Jonathan Bartley, co-leader of the UK’s Green Party, has written a piece for Politics.co.uk outlining a series of questions he says must be addressed to politicians on climate-related issues. “As awareness of the ecological and climate crises we face grows, political parties are increasingly trying to highlight their green credentials. But we need to hold them to a high standard, to see how serious they really are about tackling the emergency,” he writes. Among these questions are “will you end fossil fuel subsidies?”, “will you stop airport expansion?” and “will you knock HS2 on the head?”.

Science.

Large changes in Great Britain's vegetation and agricultural land-use predicted under unmitigated climate change
Environmental Research Letters Read Article

By the end of this century, the growing season in Great Britain could be more than 5C warmer and 140mm per year drier on average, a new study suggests. Using “state-of-the-art, kilometre-scale climate change scenarios” to drive a land surface model and an econometric agricultural land use model, the researchers assess the impact of climate change on Britain’s vegetation and agricultural production. With sufficient rainfall, “warming favours higher value arable production over grassland agriculture, causing a predicted westward expansion of arable farming”, the results suggest. However, “drying in the east and southeast, without any CO2 fertilisation effect, is severe enough to cause a predicted reversion from arable to grassland farming”, the researchers add.

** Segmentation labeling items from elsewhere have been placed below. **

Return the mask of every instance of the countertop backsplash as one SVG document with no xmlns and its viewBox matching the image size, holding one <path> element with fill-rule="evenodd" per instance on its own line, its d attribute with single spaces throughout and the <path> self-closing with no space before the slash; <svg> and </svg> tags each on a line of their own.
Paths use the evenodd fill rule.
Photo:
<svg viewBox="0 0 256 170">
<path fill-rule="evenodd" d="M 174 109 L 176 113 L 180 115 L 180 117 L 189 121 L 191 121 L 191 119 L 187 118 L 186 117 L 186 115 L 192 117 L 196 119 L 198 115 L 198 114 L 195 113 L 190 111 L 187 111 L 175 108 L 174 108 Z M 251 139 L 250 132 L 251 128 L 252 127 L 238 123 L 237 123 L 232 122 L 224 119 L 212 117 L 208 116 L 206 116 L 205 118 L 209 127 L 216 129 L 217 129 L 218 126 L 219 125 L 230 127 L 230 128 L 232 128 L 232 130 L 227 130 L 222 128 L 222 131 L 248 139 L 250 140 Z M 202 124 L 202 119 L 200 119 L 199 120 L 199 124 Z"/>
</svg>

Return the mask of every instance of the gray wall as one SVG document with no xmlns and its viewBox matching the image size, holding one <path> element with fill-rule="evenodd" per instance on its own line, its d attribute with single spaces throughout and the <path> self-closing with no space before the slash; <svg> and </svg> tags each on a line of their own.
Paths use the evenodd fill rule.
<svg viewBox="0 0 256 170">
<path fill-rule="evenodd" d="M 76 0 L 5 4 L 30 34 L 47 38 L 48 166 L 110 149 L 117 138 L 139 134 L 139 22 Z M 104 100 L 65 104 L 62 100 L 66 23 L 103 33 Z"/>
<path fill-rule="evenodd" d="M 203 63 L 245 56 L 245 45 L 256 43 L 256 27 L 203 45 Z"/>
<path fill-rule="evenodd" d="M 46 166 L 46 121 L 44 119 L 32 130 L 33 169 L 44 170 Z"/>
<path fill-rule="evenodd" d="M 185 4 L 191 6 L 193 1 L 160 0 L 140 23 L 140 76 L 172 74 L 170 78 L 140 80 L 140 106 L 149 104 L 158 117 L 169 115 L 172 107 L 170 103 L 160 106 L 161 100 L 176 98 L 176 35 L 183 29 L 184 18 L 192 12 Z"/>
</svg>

New elevation data triple estimates of global vulnerability to sea-level rise and coastal flooding
Nature Communications Read Article

Millions more people could be at risk of sea level rise and coastal flooding than previously thought, a new study suggests. The researchers developed a new “digital elevation model” that refines the data from NASA’s Shuttle Radar Topography Mission (SRTM) – the principal elevation dataset used for international assessment of coastal flood risks. The new model suggests that “190 million people occupy global land below projected high tide lines for 2100 under low carbon emissions”. These figures “triple SRTM-based values”, the researchers say. Under high emissions, the study indicates “up to 630 million people live on land below projected annual flood levels for 2100, and up to 340 million for mid-century, versus roughly 250 million at present”.

Twenty-five years of adaptation finance through a climate justice lens
Climatic Change Read Article

A new study “takes stock of the first 25+ years of adaptation finance under the United Nations Framework Convention on Climate Change (UNFCCC)” and “seeks to understand whether adaptation finance has become more justly governed and delivered over the past quarter century”. The researchers “distinguish among three ‘eras’ of adaptation finance: (1) the early years under the UNFCCC (1992–2008); (2) the Copenhagen shift (2009–2015); and (3) the post-Paris era (2016–2018)”. They then “review the justice issues raised by evolving expectations and rules over the provision, distribution, and governance of adaptation finance”.